Contents:

eNON-txt

The eNON-txt format is a text-based representation of e-NON data.

Overview

A binary format is not useful in all situations:

Some transport protocols such as HTTP can not accept binary data.
Some data is best when human-readable and editable, for example configuration files.

The eNON-txt format provides an alternative means of representing e-NON data in these situations.

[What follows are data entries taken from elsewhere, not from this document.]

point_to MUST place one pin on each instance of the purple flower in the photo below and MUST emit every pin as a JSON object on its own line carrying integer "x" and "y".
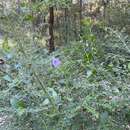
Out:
{"x": 56, "y": 62}
{"x": 9, "y": 56}
{"x": 18, "y": 66}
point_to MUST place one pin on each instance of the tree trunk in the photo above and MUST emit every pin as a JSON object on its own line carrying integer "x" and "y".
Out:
{"x": 80, "y": 14}
{"x": 51, "y": 24}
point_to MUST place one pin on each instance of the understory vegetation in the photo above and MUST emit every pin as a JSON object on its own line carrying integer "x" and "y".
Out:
{"x": 82, "y": 82}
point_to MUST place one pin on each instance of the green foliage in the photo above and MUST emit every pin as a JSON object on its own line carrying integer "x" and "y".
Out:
{"x": 89, "y": 90}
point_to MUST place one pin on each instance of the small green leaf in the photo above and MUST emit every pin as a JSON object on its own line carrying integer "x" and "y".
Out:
{"x": 129, "y": 66}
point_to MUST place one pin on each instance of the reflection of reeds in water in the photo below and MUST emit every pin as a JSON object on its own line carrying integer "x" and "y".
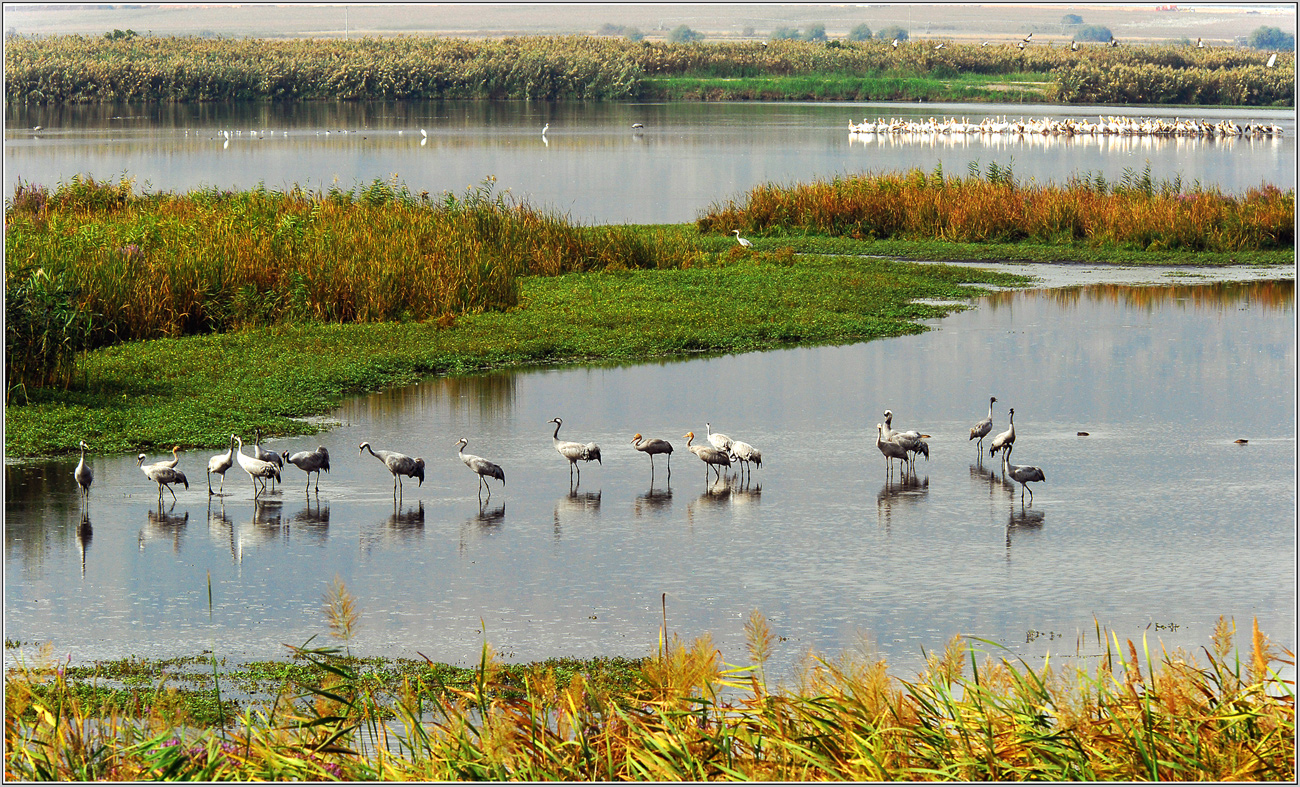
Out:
{"x": 493, "y": 393}
{"x": 164, "y": 526}
{"x": 1270, "y": 295}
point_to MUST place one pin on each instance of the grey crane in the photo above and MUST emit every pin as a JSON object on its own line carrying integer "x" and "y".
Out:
{"x": 82, "y": 474}
{"x": 710, "y": 455}
{"x": 1005, "y": 440}
{"x": 718, "y": 440}
{"x": 889, "y": 449}
{"x": 910, "y": 440}
{"x": 1023, "y": 474}
{"x": 745, "y": 454}
{"x": 573, "y": 450}
{"x": 653, "y": 446}
{"x": 480, "y": 466}
{"x": 255, "y": 467}
{"x": 399, "y": 465}
{"x": 163, "y": 474}
{"x": 310, "y": 462}
{"x": 984, "y": 427}
{"x": 267, "y": 454}
{"x": 220, "y": 465}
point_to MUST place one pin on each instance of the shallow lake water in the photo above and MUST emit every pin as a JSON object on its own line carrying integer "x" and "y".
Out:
{"x": 592, "y": 164}
{"x": 1155, "y": 523}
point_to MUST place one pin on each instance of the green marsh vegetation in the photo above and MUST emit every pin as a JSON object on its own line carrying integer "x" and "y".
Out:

Because an e-NON stream processor can read and write either binary or text formats, the same processor can be used for all streams. While other text-based formats could be used, i.e. XML, JSON, the eNON-txt format supports all of the features of eNON. This allows text and binary streams to be used interchangeably.

Nomenclature

Format Name

The name eNON-txt will be used in narrative content. The name e-NON-txt is also acceptable.

File Extension

The file extension .enont may be used when storing eNON-txt data in a file system.

Format Definition

Newlines are significant in eNON-txt files. The newline character, ‘\n’, 0x0A, is the termiating symbol for all data elements.

Prolog

An eNON-txt file must start with the string #enon-txt on a line by itself. Any number of blank lines may appear before the prolog.

Data Elements

Following the prolog any number of data elements can appear.

Data Element Rules

An element consists of a prefix token possibly followed by a value.
An element appears on a single line.
- Multi-line data can be represented by using continuation elements on subsequent lines.
Only one element appears on a line.
Leading white space on a line is ignored (any indentation scheme is supported).
Blank lines (i.e. nothing but white space) are ignored
Except for string and character types:
- white space may appear between the prefix token and the value.
- white space at the end of the line is ignored.

Element Table

element	prefix	prefix (hex)	description
null	‘null’		Null is specified by the string ‘null’.
false	‘false’		The boolean value false is specified by the string ‘false’.
true	‘true’		The boolean value true is specified by the string ‘null’.
∞, positive	’+’	`0x2B`	Positive Infinity is specified by the plus character ‘+’.
∞, negative	’-‘	`0x2D`	Negative Infinity is specified by the minus character ‘-‘.
NaN	‘nan’		The special value not a number is specified by the string ‘nan’.
number	‘n’	`0x6E`	The generic number element has a prefix ‘n’ follwed by a base-10 numeric string value.
byte	‘b’	`0x62`	Similar to number, but the value must be valid signed 8-bit `byte` value.
short	’s’	`0x73`	Similar to number, but the value must be valid signed 16-bit `short` value.
int	‘i’	`0x69`	Similar to number, but the value must be valid signed 32-bit `int` value.
long	‘l’	`0x6C`	Similar to number, but the value must be valid signed 64-bit `long` value.
float	‘f’	`0x66`	Similar to number, but the value must be valid signed 32-bit `float` value.
double	‘d’	`0x64`	Similar to number, but the value must be valid signed 64-bit `double` value.
string	”	`0x22`	A string is prefixed by a double-quote follwed by a UTF-8 string.
unicode string	U”	`0x55,0x22`	A string containing unicode characters in hex notation, see below.
temporal	t	`0x74`	A temporal value is a string that identifies various time-based values.
BLOB (byte[])	‘B’	`0x42`	Binary data is prefixed by a capital ‘B’ followed by a Base64 binary string. Alternatively, binary data can be referenced from an external file, see below.
hard continuation	‘&’	`0x26`	A new line may be inserted into a string by using a hard continuation, see below.
soft continuation	’\’	`0x5C`	A long string or BLOB can be split onto multiple lines by using a soft continuation, see below.
list	’[’	`0x5B`	A list is started with an opening square brace.
end list	’]’	`0x5D`	A list is terminated by the closing square brace.
map	’{‘	`0x7B`	A map is started with an opening curly brace.
end map	’}’	`0x7D`	A map is terminated by the closing curly brace.

Null, False, True

These appear as just the strings null, false, true respectively. Nothing else appears on the line.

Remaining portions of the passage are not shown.